Pura dengan gaya Majapahit ini dibuat menggunakan bahan lokal, yaitu batu Merapi, dengan elemen tambahan dari batu Gunung Agung. Pemahatan candi di Pura Sanatanagama ini dikerjakan oleh pemahat undagi lokal, Doel Kamid Jayaprana (Mbah Joyo). Proses pembangunan berlangsung dengan lancar dan cukup cepat, yaitu hanya lima bulan.
Setelah pembangunan pura selesai, serangkaian upacara yang disebut Ngenteg Linggih digelar. Pada tanggal 22 dan 23 April 2024, upacara Ngenteg Linggih diadakan di Pura Sanatanagama. Ritual Ngenteg Linggih ini dipimpin oleh tiga orang Sulinggih, yaitu Ida Nabe Shri Bhagawan Istri Lakshmi Ratu Manik, Ida Shri Bhagawan Dalem Acarya Maha Kerti Wira Jagad Manik, dan Ida Pandita Dalem Shri Wira Jagat Manik.
Ngenteg Linggih mengambil arti dasar dari dua kata dalam bahasa Bali, ‘nteg’ yang berarti tenang, dan ‘linggih’ yang berarti duduk. Istilah “duduk dalam ketenangan” menggambarkan konsep dasar Ngenteg Linggih, yang menghormati Sang Hyang Widhi Wasa dalam segala manifestasinya (Ista Dewata) yang disembah atau diletakkan di tempat suci tersebut. Dengan demikian, Ngenteg Linggih adalah prosesi upacara untuk menghormati Tuhan beserta manifestasinya di tempat suci tersebut.

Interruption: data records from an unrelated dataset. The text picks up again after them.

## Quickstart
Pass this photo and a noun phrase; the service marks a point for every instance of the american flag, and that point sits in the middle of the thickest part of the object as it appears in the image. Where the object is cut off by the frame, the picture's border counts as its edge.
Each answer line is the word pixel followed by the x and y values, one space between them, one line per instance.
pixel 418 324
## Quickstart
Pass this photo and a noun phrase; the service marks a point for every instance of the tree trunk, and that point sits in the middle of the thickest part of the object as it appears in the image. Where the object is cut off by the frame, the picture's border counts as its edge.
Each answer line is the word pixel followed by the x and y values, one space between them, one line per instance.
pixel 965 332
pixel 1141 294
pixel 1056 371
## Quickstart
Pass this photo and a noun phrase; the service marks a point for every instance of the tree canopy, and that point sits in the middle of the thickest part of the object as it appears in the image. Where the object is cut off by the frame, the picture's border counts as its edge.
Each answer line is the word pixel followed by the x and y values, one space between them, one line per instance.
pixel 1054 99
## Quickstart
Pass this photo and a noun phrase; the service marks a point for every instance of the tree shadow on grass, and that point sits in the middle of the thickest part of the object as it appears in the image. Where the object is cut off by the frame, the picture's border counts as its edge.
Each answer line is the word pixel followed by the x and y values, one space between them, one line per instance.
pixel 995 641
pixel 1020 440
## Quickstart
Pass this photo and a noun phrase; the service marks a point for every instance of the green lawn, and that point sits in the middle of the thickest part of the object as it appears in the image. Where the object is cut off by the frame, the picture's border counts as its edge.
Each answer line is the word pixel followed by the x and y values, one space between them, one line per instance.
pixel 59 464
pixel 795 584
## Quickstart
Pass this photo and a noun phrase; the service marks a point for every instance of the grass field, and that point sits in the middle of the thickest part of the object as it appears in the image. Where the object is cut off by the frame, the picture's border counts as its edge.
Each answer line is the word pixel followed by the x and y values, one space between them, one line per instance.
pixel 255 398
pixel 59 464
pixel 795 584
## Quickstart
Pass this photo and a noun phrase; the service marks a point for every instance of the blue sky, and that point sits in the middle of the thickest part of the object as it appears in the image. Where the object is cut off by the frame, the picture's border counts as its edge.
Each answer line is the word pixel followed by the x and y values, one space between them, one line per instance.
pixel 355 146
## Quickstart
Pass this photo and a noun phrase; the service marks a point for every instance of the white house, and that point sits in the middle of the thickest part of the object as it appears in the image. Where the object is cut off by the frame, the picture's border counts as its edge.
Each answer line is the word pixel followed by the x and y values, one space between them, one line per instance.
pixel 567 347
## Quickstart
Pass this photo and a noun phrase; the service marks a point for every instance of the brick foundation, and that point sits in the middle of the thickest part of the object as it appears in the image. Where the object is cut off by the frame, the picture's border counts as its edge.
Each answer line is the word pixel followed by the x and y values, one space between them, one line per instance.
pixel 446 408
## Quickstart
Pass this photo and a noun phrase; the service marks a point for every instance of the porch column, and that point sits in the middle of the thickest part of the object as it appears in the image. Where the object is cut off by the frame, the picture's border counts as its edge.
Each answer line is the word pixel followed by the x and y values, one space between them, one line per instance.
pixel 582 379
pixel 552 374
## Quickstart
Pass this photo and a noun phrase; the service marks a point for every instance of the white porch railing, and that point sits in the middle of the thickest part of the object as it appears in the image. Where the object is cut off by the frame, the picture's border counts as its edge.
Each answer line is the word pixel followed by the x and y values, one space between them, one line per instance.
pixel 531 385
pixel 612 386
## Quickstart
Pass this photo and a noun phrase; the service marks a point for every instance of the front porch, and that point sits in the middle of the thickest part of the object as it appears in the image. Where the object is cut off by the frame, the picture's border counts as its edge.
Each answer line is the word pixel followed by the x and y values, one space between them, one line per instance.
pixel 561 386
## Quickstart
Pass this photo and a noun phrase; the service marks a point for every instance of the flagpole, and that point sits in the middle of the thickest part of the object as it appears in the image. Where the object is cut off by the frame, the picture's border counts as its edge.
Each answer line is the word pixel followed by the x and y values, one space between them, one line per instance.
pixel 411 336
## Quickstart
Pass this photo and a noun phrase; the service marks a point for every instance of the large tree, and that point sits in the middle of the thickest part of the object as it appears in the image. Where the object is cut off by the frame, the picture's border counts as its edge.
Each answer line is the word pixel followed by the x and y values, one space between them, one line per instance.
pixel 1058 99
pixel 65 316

Melalui prosesi Ngenteg Linggih, salah satu kesalahpahaman yang sering dialamatkan kepada masyarakat Hindu bisa dijelaskan, yaitu pandangan bahwa umat Hindu menyembah berhala atau patung. Sebenarnya, bangunan pura atau palinggih adalah simbol tempat kediaman Sang Hyang Widhi Wasa. Seorang tokoh Hindu pernah menjelaskan, “Karena Sang Hyang Widhi Wasa begitu jauh dan luar biasa, kita tidak mampu memahaminya secara langsung. Oleh karena itu, kita menyederhanakan konsep tersebut dalam bentuk yang dapat dimengerti oleh manusia. Dengan demikian, kita dapat berkonsentrasi dan mengarahkan pengetahuan kita pada Ida Sang Hyang Widhi Wasa.”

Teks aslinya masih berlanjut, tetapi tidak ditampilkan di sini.